The Federal Reserve on Wednesday raised its benchmark interest rate to the highest level in 15 years, indicating that the fight against inflation is not over yet despite some promising signs lately.
Keeping with expectations, the rate-setting Federal Open Market Committee voted to boost the overnight borrowing rate half a percentage point, taking it to a targeted range between 4.25% and 4.5%. The increase broke a string of four straight three-quarter point hikes, the most aggressive policy moves since the early 1980s.
Along with the increase came an indication that officials expect to keep rates higher through next year, with no reductions until 2024. The expected «terminal rate,» or point where officials expect to end the rate hikes, was put at 5.1%, according to the FOMC's «dot plot» of individual members' expectations.

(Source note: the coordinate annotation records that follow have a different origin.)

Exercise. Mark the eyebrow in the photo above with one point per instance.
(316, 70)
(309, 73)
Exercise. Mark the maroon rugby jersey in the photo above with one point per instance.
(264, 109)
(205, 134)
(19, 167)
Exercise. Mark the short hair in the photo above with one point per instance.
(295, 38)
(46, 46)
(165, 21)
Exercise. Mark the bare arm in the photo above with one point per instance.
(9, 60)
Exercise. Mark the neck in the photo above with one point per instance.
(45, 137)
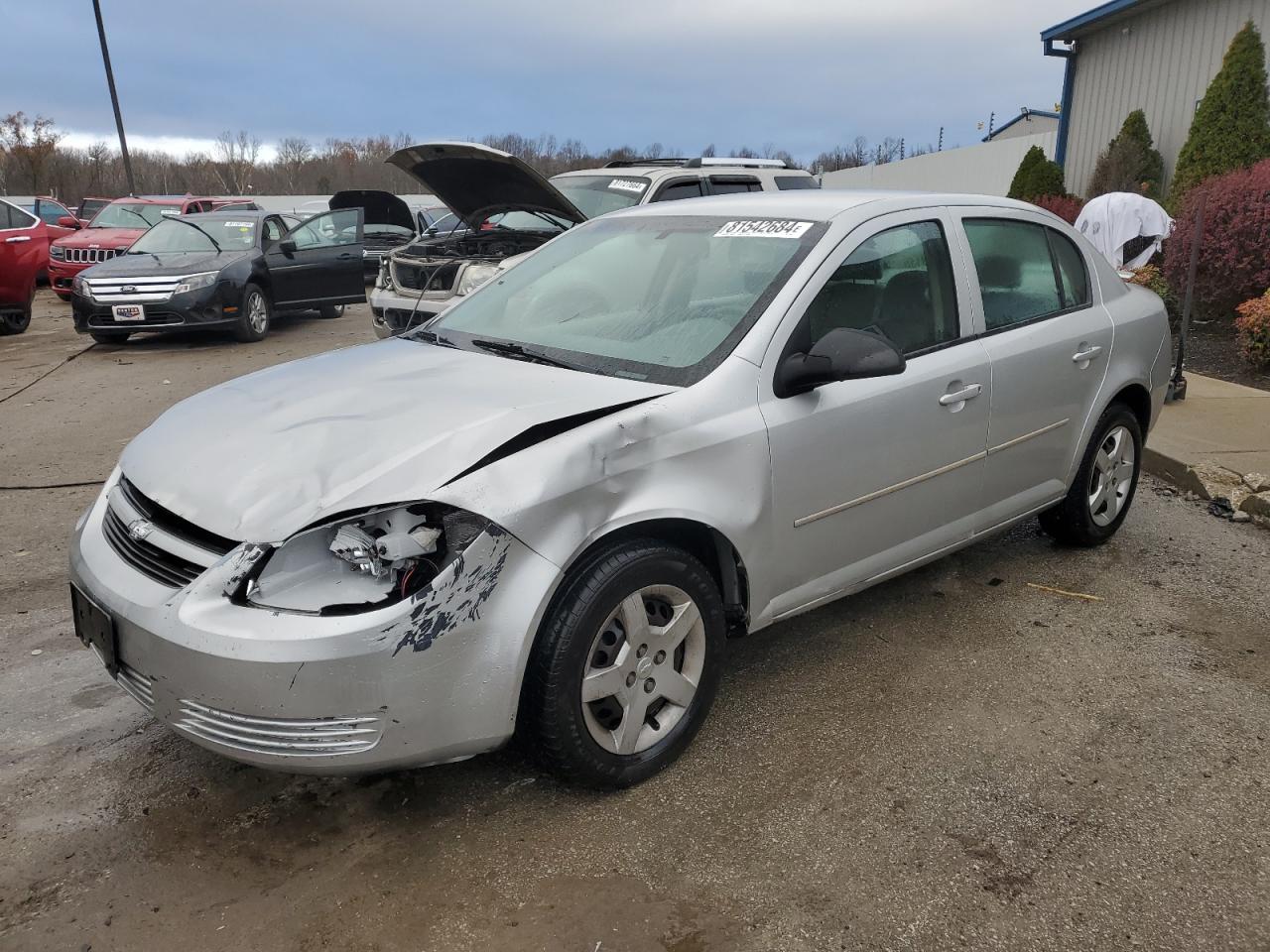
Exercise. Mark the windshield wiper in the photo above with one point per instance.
(504, 348)
(214, 244)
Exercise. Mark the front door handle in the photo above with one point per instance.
(968, 393)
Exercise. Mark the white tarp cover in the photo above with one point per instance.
(1111, 220)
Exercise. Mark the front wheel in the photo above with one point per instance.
(1103, 486)
(626, 666)
(254, 316)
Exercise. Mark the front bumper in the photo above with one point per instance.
(391, 312)
(432, 679)
(214, 306)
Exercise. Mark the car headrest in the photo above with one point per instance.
(1000, 272)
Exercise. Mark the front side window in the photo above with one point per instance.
(1025, 271)
(598, 194)
(898, 284)
(658, 298)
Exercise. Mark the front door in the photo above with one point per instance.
(1049, 345)
(870, 475)
(318, 262)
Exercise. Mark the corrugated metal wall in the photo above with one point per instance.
(984, 169)
(1160, 61)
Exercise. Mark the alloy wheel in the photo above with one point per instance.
(643, 669)
(1111, 479)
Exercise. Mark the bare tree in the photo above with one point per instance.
(31, 145)
(235, 160)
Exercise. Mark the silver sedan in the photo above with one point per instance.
(544, 512)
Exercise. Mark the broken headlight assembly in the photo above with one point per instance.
(361, 562)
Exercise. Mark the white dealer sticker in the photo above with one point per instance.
(627, 185)
(763, 229)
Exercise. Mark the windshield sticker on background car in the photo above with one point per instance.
(627, 185)
(763, 229)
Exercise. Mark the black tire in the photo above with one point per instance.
(102, 336)
(248, 329)
(552, 717)
(1074, 522)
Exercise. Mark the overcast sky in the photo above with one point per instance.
(802, 75)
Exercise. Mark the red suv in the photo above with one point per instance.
(22, 254)
(111, 231)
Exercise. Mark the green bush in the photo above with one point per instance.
(1130, 162)
(1037, 177)
(1232, 123)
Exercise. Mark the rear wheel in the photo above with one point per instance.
(626, 666)
(1102, 490)
(254, 315)
(102, 336)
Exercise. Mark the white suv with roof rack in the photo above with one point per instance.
(504, 209)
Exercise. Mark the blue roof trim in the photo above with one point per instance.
(1020, 118)
(1065, 30)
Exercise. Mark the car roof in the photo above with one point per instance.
(817, 204)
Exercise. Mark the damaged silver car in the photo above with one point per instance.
(544, 512)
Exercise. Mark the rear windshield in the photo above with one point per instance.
(134, 214)
(599, 194)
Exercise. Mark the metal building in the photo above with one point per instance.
(1151, 55)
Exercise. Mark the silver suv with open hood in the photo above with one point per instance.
(504, 209)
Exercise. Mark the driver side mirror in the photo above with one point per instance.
(843, 353)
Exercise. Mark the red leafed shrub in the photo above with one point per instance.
(1234, 252)
(1066, 207)
(1252, 330)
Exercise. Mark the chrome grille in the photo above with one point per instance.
(294, 737)
(146, 558)
(89, 255)
(131, 290)
(137, 685)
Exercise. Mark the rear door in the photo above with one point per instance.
(1049, 344)
(318, 262)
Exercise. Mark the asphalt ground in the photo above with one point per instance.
(952, 760)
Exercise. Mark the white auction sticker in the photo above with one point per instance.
(627, 185)
(766, 227)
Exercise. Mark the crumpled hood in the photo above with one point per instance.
(263, 456)
(100, 238)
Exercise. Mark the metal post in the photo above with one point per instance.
(1178, 385)
(114, 98)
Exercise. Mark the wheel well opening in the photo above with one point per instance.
(707, 544)
(1138, 400)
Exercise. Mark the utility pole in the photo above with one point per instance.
(114, 99)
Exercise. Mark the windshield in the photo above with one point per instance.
(197, 234)
(658, 298)
(132, 214)
(599, 194)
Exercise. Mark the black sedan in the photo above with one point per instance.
(223, 270)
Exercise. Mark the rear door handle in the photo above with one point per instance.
(968, 393)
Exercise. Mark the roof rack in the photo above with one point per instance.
(698, 163)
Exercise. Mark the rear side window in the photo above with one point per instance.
(898, 284)
(1025, 271)
(689, 188)
(730, 185)
(789, 182)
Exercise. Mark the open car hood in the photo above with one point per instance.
(477, 181)
(259, 457)
(381, 207)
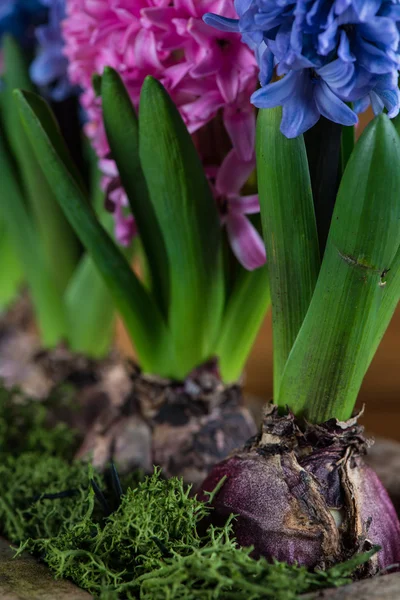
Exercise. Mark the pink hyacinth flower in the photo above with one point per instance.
(205, 71)
(246, 242)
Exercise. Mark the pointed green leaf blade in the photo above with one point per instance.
(332, 352)
(241, 322)
(122, 130)
(139, 311)
(289, 229)
(11, 271)
(59, 242)
(45, 295)
(189, 222)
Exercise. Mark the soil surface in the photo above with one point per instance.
(26, 579)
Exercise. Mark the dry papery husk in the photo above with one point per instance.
(136, 420)
(303, 493)
(184, 427)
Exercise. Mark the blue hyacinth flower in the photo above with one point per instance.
(49, 69)
(20, 17)
(326, 54)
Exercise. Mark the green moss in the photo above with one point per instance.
(151, 547)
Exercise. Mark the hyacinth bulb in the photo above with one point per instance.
(304, 495)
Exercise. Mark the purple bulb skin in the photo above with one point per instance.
(302, 494)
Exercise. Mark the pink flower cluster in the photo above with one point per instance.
(204, 70)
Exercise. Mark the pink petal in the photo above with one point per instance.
(241, 127)
(228, 83)
(244, 205)
(233, 174)
(246, 242)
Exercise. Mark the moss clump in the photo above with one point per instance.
(150, 547)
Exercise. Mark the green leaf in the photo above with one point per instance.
(347, 146)
(59, 242)
(289, 230)
(11, 271)
(122, 130)
(329, 359)
(390, 300)
(241, 322)
(46, 298)
(138, 309)
(91, 323)
(391, 293)
(188, 218)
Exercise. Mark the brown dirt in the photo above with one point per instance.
(384, 458)
(183, 427)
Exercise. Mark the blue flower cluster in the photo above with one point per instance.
(326, 54)
(49, 69)
(36, 24)
(19, 18)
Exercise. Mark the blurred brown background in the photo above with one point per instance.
(381, 388)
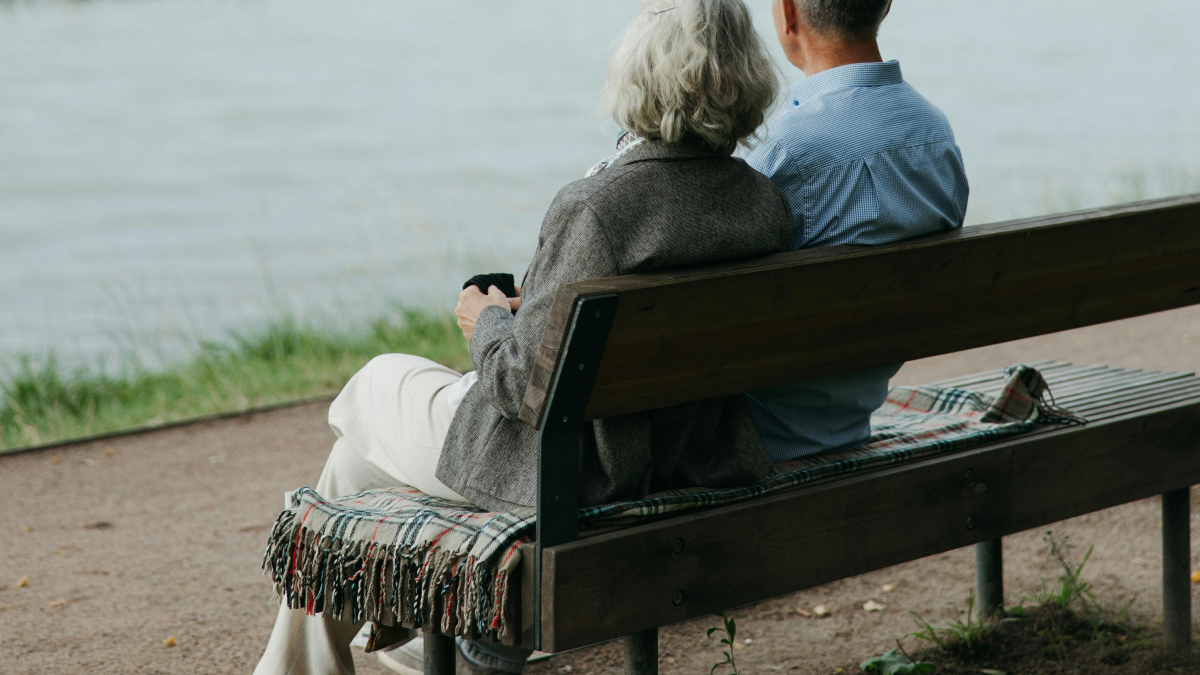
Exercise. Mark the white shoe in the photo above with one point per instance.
(406, 659)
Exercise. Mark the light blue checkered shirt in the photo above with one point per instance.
(862, 159)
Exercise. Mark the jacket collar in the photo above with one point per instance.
(688, 148)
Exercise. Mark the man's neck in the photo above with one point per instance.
(820, 55)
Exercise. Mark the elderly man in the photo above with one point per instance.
(863, 159)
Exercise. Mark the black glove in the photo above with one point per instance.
(502, 280)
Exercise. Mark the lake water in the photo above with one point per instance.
(173, 169)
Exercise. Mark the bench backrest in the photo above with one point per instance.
(694, 334)
(645, 341)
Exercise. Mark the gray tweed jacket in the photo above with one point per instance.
(657, 207)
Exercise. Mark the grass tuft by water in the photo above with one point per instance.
(289, 359)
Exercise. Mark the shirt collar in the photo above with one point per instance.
(844, 77)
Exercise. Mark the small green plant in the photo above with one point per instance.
(961, 634)
(1068, 609)
(42, 401)
(1069, 590)
(731, 632)
(895, 662)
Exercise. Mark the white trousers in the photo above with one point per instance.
(390, 422)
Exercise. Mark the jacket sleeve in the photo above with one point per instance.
(573, 248)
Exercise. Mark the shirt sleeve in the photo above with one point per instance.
(772, 160)
(504, 346)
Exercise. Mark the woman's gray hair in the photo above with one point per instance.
(691, 66)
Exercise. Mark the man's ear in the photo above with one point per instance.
(791, 16)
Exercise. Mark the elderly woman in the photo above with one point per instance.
(689, 82)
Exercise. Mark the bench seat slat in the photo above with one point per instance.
(610, 585)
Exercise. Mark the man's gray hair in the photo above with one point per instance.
(850, 19)
(691, 67)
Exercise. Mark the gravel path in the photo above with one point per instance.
(133, 541)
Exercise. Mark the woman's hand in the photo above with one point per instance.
(472, 302)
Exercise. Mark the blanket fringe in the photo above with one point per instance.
(317, 567)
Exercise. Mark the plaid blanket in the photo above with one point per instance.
(401, 557)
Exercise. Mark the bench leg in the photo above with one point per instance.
(642, 652)
(1177, 571)
(990, 577)
(439, 652)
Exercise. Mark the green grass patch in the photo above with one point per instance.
(288, 360)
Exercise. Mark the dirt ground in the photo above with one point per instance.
(131, 542)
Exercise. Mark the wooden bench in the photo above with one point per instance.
(637, 342)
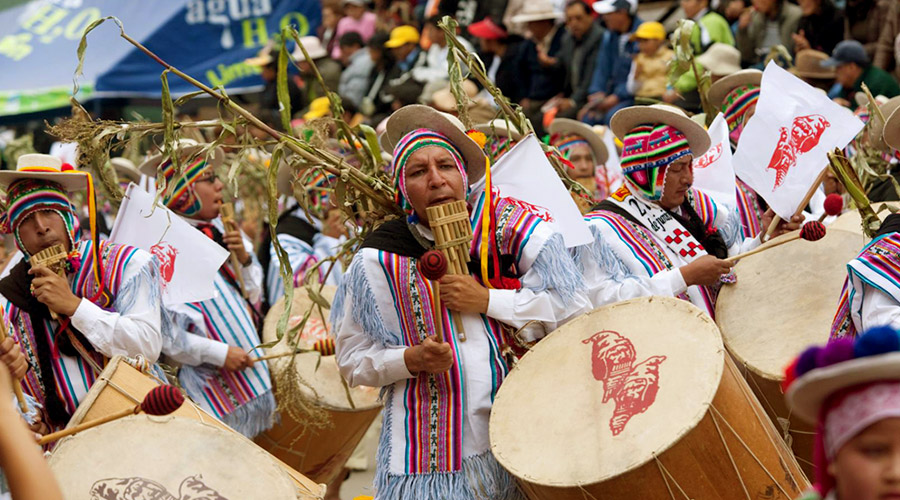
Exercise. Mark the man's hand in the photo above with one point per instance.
(235, 243)
(705, 271)
(237, 359)
(13, 357)
(53, 291)
(800, 41)
(784, 226)
(462, 293)
(429, 357)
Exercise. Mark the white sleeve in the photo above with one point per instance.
(187, 347)
(879, 309)
(728, 220)
(134, 328)
(552, 290)
(609, 279)
(362, 360)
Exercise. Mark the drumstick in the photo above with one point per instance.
(811, 231)
(834, 204)
(17, 387)
(433, 266)
(227, 211)
(809, 195)
(161, 400)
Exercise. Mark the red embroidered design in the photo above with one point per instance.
(166, 254)
(632, 386)
(709, 157)
(538, 210)
(803, 136)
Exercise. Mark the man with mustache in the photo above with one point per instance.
(106, 303)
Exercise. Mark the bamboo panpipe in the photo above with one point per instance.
(452, 236)
(227, 212)
(54, 258)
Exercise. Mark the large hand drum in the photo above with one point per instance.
(784, 300)
(143, 457)
(318, 454)
(638, 400)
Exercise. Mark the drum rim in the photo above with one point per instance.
(739, 355)
(273, 464)
(690, 423)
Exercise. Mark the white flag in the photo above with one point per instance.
(713, 171)
(525, 174)
(188, 259)
(783, 148)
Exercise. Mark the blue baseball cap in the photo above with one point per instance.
(848, 51)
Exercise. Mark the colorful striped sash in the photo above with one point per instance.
(878, 266)
(73, 375)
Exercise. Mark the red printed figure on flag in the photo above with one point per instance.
(784, 148)
(804, 136)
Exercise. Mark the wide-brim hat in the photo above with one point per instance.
(891, 133)
(125, 170)
(417, 116)
(808, 64)
(569, 126)
(312, 45)
(625, 120)
(187, 149)
(721, 59)
(721, 88)
(44, 167)
(808, 393)
(499, 127)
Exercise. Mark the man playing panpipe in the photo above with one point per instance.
(212, 338)
(438, 395)
(96, 305)
(657, 235)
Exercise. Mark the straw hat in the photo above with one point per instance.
(808, 64)
(721, 88)
(499, 128)
(721, 59)
(313, 46)
(187, 149)
(44, 167)
(628, 118)
(125, 169)
(809, 392)
(568, 126)
(536, 10)
(416, 116)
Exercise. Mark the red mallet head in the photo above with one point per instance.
(812, 231)
(834, 204)
(162, 400)
(433, 265)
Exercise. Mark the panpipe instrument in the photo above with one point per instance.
(53, 258)
(452, 236)
(227, 212)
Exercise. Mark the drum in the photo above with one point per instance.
(638, 400)
(319, 454)
(142, 457)
(851, 221)
(794, 289)
(122, 385)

The new level marks the highest the fed funds rate has been since December 2007, just ahead of the global financial crisis and as the Fed was loosening policy aggressively to combat what would turn into the worst economic downturn since the Great Depression.
This time around, the Fed is raising rates into what is expected to be a moribund economy in 2023.
Members penciled in increases for the funds rate until it hits a median level of 5.1% next year, equivalent to a target range of 5%-5.25. At that point, officials are likely to pause to allow the impact of the monetary policy tightening make its way through the economy.
The consensus then pointed to a full percentage point worth of rate cuts in 2024, taking the funds rate to 4.1% by the end of that year. That is followed by another percentage point of cuts in 2025 to a rate of 3.1%, before the benchmark settles into a longer-run neutral level of 2.5%.